Fantasy is an American game show co-hosted by Peter Marshall, Leslie Uggams, and Glenn Scarpelli, with Chris Lemmon and Meredith MacRae as remote correspondents. Bill Armstrong announced the show. It aired on NBC from September 13, 1982, to October 28, 1983, and was videotaped at the network's studios in Burbank, California. On the week of August 1-5, 1983, filling in for that program was Personal & Confidential.

==Format==
The hour-long show offered contestants the opportunity to "make their dreams come true". Each episode typically consisted of four or five segments and was taped before a studio audience. Hosts Marshall and Uggams called audience members whose fantasies were being granted onstage. In most cases, the guests of honor were surprised since the show worked with family members, friends, and colleagues of the guests for several weeks in advance of the show tapings to set up the elaborate fantasies.

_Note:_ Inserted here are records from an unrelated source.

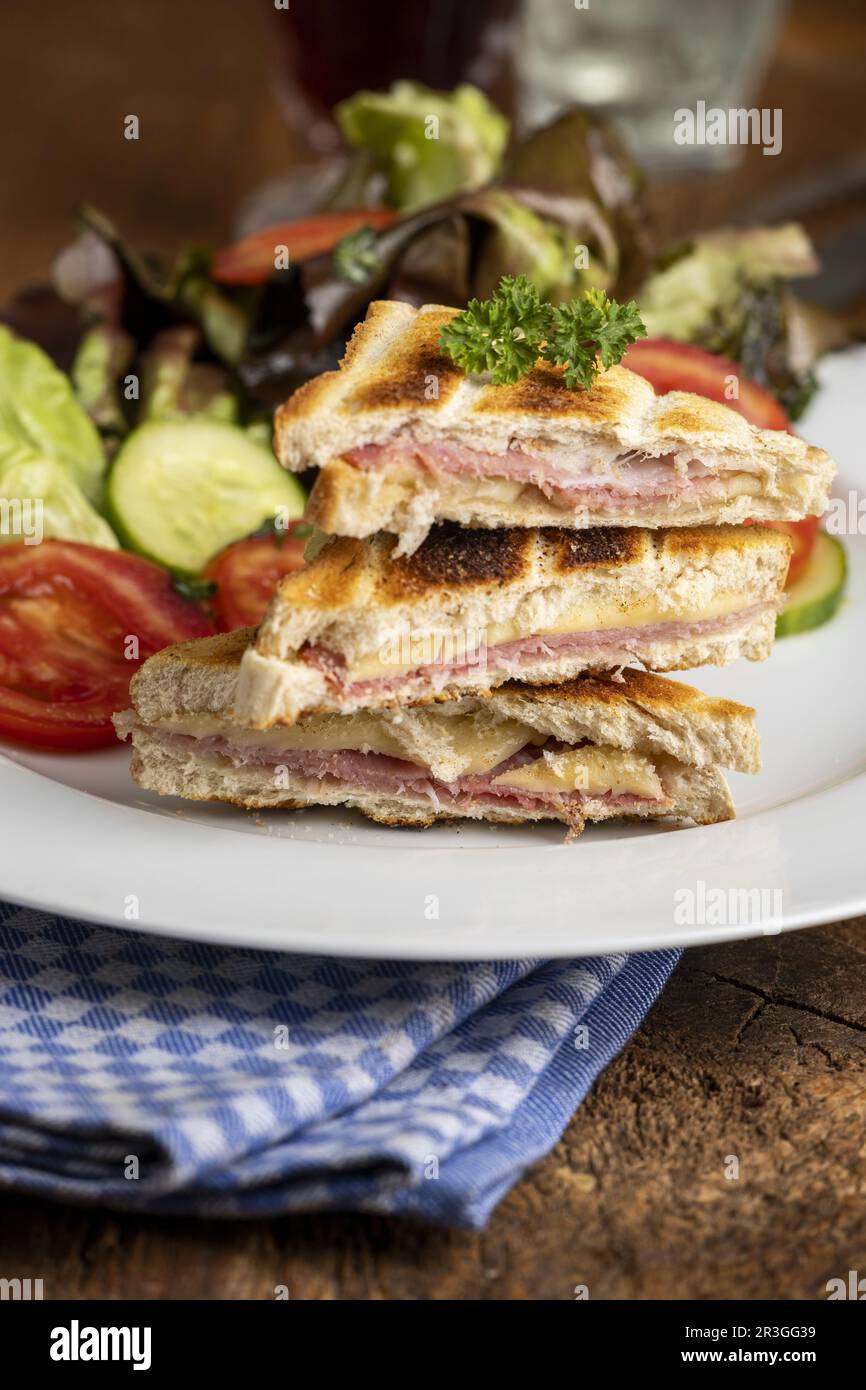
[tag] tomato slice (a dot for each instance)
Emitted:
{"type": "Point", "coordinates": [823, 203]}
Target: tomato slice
{"type": "Point", "coordinates": [248, 571]}
{"type": "Point", "coordinates": [672, 366]}
{"type": "Point", "coordinates": [75, 622]}
{"type": "Point", "coordinates": [250, 260]}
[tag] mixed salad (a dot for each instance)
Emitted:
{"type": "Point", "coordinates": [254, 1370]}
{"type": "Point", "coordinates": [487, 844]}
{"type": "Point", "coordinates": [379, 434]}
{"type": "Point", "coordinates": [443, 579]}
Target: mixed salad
{"type": "Point", "coordinates": [141, 502]}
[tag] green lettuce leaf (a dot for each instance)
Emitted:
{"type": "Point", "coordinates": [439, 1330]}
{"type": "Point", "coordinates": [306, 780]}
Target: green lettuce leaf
{"type": "Point", "coordinates": [42, 417]}
{"type": "Point", "coordinates": [428, 145]}
{"type": "Point", "coordinates": [66, 512]}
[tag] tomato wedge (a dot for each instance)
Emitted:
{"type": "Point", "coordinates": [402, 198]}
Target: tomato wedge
{"type": "Point", "coordinates": [246, 574]}
{"type": "Point", "coordinates": [250, 260]}
{"type": "Point", "coordinates": [75, 622]}
{"type": "Point", "coordinates": [672, 366]}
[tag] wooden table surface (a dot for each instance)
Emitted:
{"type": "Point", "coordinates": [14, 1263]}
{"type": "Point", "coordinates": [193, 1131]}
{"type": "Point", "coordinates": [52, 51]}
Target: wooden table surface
{"type": "Point", "coordinates": [756, 1051]}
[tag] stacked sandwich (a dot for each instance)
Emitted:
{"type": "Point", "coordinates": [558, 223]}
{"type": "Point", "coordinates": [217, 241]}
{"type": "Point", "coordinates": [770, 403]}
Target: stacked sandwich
{"type": "Point", "coordinates": [491, 563]}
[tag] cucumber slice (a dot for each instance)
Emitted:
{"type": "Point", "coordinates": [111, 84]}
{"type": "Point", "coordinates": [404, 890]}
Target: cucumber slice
{"type": "Point", "coordinates": [819, 591]}
{"type": "Point", "coordinates": [182, 489]}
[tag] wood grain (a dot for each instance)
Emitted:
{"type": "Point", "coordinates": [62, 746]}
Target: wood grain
{"type": "Point", "coordinates": [755, 1051]}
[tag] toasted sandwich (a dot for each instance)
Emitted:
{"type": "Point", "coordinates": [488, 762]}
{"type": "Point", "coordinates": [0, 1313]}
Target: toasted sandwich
{"type": "Point", "coordinates": [359, 627]}
{"type": "Point", "coordinates": [594, 748]}
{"type": "Point", "coordinates": [403, 439]}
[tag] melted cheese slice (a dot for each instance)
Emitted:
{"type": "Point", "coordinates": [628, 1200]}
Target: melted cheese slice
{"type": "Point", "coordinates": [592, 770]}
{"type": "Point", "coordinates": [406, 652]}
{"type": "Point", "coordinates": [451, 745]}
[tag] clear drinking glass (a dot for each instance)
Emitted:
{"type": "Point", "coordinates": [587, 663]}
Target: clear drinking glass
{"type": "Point", "coordinates": [637, 61]}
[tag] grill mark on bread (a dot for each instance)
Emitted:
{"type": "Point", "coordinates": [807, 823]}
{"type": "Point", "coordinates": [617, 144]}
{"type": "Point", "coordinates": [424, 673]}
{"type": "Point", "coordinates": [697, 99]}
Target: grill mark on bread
{"type": "Point", "coordinates": [407, 384]}
{"type": "Point", "coordinates": [542, 391]}
{"type": "Point", "coordinates": [402, 377]}
{"type": "Point", "coordinates": [599, 545]}
{"type": "Point", "coordinates": [453, 556]}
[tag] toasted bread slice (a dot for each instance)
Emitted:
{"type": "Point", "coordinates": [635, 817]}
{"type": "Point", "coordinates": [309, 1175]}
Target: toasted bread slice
{"type": "Point", "coordinates": [449, 446]}
{"type": "Point", "coordinates": [192, 687]}
{"type": "Point", "coordinates": [695, 795]}
{"type": "Point", "coordinates": [594, 748]}
{"type": "Point", "coordinates": [360, 627]}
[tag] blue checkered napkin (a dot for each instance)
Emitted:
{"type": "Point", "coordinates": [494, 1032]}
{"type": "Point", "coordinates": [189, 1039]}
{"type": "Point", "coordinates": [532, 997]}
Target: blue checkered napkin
{"type": "Point", "coordinates": [167, 1076]}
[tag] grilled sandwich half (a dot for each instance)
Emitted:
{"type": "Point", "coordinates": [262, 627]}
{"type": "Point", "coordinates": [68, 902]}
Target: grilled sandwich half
{"type": "Point", "coordinates": [403, 439]}
{"type": "Point", "coordinates": [360, 627]}
{"type": "Point", "coordinates": [594, 748]}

For example, one guest's fantasy was to finally be able to repair and restore his treasured 1971 Opel GT automobile. He never had the time or money to work on the car because he was too busy taking care of his wife and children and usually gave away any extra money he wanted to save to help someone in need. To keep the fantasy a surprise, the show worked with the man's wife, the local police department, and the man's auto insurance company. The producers of the show arranged to "borrow" the man's car without his knowledge and the wife was to tell her husband that the car had been stolen. Then the man reported the car stolen to the local police department and their insurance company, all of whom were in on the surprise. The show's producers then had the Opel fully restored exactly the way the man wanted to do it. Meanwhile, the wife lured her husband to the studio for the show's taping where he was genuinely surprised to find his car fully restored and presented to him free of charge.

The show received anywhere from 40,000 to 80,000 letters per week from viewers across the United States wanting their fantasies fulfilled. The show's producers carefully reviewed each request to find ones that would be entertaining enough to use on the show. Many of the letters received were simply requests for money, according to the show's mailroom supervisor, Kathy Hassett, in a 1983 TV Guide interview. Those letters usually ended up in the trash can. Hassett told TV Guide that "We're looking for human interest and funny fantasies such as people who want to find their long-lost relatives, jump from an airplane, or meet their favorite TV star."

To add some variety to the show, audience members were sometimes selected at random to come onstage to receive prizes by playing a game. One popular feature of the show was a glass money booth similar to one used on the short-lived 1975 game show The Diamond Head Game. An audience member was placed in the booth while a wind machine blew around dollar bills of various denominations. The player was given a time limit to grab as many bills as possible and stuff them in a bag provided.

In another regular segment called "Fantasy Forum", host Marshall called three audience members onstage where they could voice their opinions on national TV on a topic of their choice for one minute. Audience members then voted for the person they thought did the best job, with the winner receiving a prize. Celebrity guests joined hosts Marshall and Uggams each day to help with the elaborate fantasies. Among the celebrities who appeared on Fantasy included Tom Wopat, Andy Gibb, Jed Allan, and Sylvester Stallone.

==Reception==
Fantasy won a Daytime Emmy Award for Uggams in 1983 for Outstanding Host in a Variety Series.